Two weeks after the government launched the second phase of its Bharat Nirman ad campaign to project the UPA’s achievements of the past nine years and build momentum for the Congress, the Ministry of Information and Broadcasting (I&B) has claimed the “narrative of empowerment” is defeating the “narrative of despondency.” But independent observers are questioning the purpose, timing and impact of the campaign.
I&B Minister Manish Tewari told The Hindu that the response to this phase, which has cost approximately Rs. 30 crore, has been “very good.”
“It is a multi-genre campaign and all platforms — print, TV, digital, radio — are being used effectively.” The government ads emphasise its flagship schemes, and achievements in “political stability, social cohesion, internal security, economic development, and international relations.”
Officials say the ministry has been reviewing the campaign four times a week and projecting it as a success. To emphasise their “strategic communication,” officials have cited the instance of ad-spots about the Food Security Bill being telecast on all networks during the discussion on the Bill in Parliament earlier this week. “Real life situations,” they say, are being projected in ads. Doordarshan is coming up with new programmes. Nodal officers in State capitals are tracking if the plan is being implemented.

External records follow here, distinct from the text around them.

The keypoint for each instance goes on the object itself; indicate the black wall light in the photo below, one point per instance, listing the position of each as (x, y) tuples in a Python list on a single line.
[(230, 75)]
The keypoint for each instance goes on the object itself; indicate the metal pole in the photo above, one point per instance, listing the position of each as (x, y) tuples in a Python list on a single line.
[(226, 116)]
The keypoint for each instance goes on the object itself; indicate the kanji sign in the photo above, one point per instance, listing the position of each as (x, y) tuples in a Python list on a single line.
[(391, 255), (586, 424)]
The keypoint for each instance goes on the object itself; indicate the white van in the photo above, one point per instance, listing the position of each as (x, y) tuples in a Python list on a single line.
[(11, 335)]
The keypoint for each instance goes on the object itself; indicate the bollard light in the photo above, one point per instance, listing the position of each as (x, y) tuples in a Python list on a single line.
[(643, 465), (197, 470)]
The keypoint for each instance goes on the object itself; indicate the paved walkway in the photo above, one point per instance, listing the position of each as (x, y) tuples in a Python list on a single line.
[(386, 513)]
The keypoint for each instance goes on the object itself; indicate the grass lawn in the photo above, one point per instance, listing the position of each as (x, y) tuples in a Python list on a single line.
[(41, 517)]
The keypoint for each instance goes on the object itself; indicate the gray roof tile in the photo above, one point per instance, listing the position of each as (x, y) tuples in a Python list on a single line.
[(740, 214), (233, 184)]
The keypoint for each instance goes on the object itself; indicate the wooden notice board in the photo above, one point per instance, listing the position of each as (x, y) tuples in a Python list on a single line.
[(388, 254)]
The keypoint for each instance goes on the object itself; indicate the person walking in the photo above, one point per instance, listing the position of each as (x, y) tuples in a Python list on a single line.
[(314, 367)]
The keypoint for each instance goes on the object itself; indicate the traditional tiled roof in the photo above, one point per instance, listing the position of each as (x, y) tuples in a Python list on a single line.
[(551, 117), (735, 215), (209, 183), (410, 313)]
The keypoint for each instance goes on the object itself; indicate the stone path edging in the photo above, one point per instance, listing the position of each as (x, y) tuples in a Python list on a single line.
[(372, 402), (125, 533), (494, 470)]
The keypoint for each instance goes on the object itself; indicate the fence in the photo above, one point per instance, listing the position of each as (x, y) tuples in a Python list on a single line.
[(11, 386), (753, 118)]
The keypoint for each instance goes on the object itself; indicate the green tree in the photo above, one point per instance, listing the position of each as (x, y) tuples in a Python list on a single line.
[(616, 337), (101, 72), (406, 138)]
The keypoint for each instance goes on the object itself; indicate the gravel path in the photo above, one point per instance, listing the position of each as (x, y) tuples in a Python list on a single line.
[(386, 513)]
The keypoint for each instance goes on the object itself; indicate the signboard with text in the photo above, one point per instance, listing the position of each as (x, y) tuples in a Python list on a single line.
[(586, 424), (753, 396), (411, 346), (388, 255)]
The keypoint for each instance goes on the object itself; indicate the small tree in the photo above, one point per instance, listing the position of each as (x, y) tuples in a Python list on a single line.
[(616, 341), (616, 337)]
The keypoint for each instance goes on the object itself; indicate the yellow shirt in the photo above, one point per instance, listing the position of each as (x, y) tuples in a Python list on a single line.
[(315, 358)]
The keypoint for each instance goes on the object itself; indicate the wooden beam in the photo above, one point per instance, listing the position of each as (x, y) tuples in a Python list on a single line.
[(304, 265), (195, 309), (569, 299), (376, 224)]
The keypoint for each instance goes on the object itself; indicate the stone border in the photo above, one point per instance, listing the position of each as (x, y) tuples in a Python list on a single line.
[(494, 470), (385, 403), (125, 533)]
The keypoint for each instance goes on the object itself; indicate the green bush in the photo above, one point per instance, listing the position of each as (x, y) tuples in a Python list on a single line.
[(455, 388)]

But observers are far more circumspect.
V. Krishna Ananth, media scholar and History professor at Sikkim University, said the entire exercise was a “variant of paid news.” He told The Hindu over the phone from Gangtok, “In paid news, a politician shells out his ill-gotten wealth. But in this case, taxpayer’s money is being spent to buy space and adding to the private sector’s profit.”
‘Vulgarisation of democracy’
This, he argued, was a “deliberate vulgarisation of democracy.”
“Instead of spending money to publicise the mid-day meal, how about spending money to improve the scheme?”
Asked if he felt that the campaign was shaping popular opinion, Mr. Ananth was sceptical. “Ads depicting achievement make a lesser impact than those ads which play on fear. The 1984 Congress campaign, which played on the violence in Punjab and Assam, was successful. India Shining boomeranged. People know half the claims are not true, and laugh at them.”
This view was echoed in Uttar Pradesh, a key battleground State in the next elections. Badri Narayan, professor at the G.B. Pant Institute for Social Sciences in Allahabad, said that he could not see much impact of the campaign on the “urban middle classes,” which appeared to be the “target group.”
“There is negativity in that class about the government. Inflation, corruption is the dominant narrative.” He was also unsure of its reach in rural areas.
Dilip Cherian, an image consultant who has advised the Congress in the past, says the “quality of the campaign” is a “most definite improvement.” But at a time when the economic indicators are grim, inflation is high, and the “mood of pessimism is all pervasive,” Mr. Cherian believes the government should have waited.